While the relational model’s simplicity has led to many efforts to extend or replace it in certain application areas, its near universal uptake in business and government means that the logistics of knowledge and ordering implied by the relational ontology resonate through the technological layers and database schemas into the domains of management, governance, and everyday practices.
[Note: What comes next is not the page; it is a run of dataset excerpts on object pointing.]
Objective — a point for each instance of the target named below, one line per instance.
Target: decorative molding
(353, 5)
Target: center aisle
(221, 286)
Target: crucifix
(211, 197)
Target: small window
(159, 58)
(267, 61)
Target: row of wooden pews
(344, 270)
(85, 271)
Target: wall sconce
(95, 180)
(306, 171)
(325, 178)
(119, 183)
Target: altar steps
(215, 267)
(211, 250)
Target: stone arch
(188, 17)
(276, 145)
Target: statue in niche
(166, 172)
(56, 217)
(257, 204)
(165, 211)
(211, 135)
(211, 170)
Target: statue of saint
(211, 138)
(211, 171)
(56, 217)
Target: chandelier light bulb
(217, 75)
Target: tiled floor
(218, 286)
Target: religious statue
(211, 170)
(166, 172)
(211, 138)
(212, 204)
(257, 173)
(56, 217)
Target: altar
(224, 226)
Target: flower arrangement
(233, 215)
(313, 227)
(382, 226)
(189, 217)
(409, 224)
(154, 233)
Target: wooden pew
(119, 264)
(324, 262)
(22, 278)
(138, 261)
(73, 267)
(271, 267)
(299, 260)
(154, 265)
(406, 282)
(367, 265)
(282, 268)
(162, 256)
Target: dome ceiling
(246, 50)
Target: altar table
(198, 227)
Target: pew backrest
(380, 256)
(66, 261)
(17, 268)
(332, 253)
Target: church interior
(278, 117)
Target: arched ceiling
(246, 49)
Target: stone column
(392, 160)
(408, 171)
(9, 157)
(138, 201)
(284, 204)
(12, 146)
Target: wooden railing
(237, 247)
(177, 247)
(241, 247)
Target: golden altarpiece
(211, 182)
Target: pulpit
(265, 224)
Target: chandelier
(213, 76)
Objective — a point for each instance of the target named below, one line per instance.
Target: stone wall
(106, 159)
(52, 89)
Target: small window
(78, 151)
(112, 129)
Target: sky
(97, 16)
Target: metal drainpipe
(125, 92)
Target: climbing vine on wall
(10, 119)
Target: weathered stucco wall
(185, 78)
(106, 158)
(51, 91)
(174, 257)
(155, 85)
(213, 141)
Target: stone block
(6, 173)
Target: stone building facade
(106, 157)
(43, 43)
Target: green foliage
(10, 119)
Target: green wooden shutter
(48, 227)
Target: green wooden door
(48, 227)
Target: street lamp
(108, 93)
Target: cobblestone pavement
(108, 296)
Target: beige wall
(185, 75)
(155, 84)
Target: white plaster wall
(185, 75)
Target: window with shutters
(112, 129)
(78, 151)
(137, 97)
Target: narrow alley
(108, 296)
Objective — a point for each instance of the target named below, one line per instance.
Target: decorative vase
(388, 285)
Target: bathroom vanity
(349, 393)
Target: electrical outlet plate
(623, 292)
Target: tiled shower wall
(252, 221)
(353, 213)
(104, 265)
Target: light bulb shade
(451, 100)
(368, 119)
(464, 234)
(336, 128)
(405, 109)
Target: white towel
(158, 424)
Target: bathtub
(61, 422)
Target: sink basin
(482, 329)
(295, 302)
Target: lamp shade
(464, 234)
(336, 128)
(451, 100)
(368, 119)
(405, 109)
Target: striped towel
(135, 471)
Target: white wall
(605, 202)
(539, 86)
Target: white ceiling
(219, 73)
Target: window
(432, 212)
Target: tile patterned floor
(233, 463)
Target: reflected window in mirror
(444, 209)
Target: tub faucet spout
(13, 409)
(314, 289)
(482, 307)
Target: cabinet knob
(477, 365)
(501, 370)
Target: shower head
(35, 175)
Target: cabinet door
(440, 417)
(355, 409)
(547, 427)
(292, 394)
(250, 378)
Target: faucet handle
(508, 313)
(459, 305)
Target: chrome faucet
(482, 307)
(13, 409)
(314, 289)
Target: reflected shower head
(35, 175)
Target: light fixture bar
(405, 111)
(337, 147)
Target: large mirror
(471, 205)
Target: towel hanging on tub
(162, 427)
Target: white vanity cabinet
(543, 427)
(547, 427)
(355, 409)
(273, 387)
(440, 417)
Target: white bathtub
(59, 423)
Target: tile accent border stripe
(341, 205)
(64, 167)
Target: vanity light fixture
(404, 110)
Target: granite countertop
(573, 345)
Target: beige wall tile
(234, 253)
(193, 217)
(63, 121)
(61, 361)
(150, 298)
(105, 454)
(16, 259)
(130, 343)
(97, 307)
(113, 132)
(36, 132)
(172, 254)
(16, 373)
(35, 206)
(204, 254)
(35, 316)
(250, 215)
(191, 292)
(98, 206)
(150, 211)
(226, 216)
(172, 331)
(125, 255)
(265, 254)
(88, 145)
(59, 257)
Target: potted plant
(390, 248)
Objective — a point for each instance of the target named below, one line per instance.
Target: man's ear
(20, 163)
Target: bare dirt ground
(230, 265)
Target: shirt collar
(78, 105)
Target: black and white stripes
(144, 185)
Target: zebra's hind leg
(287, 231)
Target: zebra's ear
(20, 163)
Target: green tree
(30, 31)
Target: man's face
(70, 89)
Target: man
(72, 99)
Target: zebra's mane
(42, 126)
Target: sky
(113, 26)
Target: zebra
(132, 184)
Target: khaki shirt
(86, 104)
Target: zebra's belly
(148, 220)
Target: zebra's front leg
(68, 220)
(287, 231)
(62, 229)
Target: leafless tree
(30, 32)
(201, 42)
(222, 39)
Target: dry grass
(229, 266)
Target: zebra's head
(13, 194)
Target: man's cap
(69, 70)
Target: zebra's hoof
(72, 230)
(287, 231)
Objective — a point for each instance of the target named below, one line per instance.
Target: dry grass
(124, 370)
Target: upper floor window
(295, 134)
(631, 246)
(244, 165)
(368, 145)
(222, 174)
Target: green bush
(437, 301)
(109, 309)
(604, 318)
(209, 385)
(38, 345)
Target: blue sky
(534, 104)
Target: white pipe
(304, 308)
I will argue that the vision of the “programmer as navigator” trough a database (Bachman 1973) has, in fact, given way to a setting where database consultants, analysts, and modelers sit between software engineering on the one side and management on the other, (re)defining procedures and practices in terms of the relational model. Especially in business and government sectors, central forms of management and evaluation (reporting, different forms of data analysis, but also reasoning in terms of key performance indicators and, more generally, “evidence based” management) are directly related to the technological and cognitive standardization effects derived from the pervasiveness of relational databases. At the risk of overstretching my argument, I would like to propose that Thrift’s (2005) “knowing capitalism” indeed knows (largely) in terms of the relational model.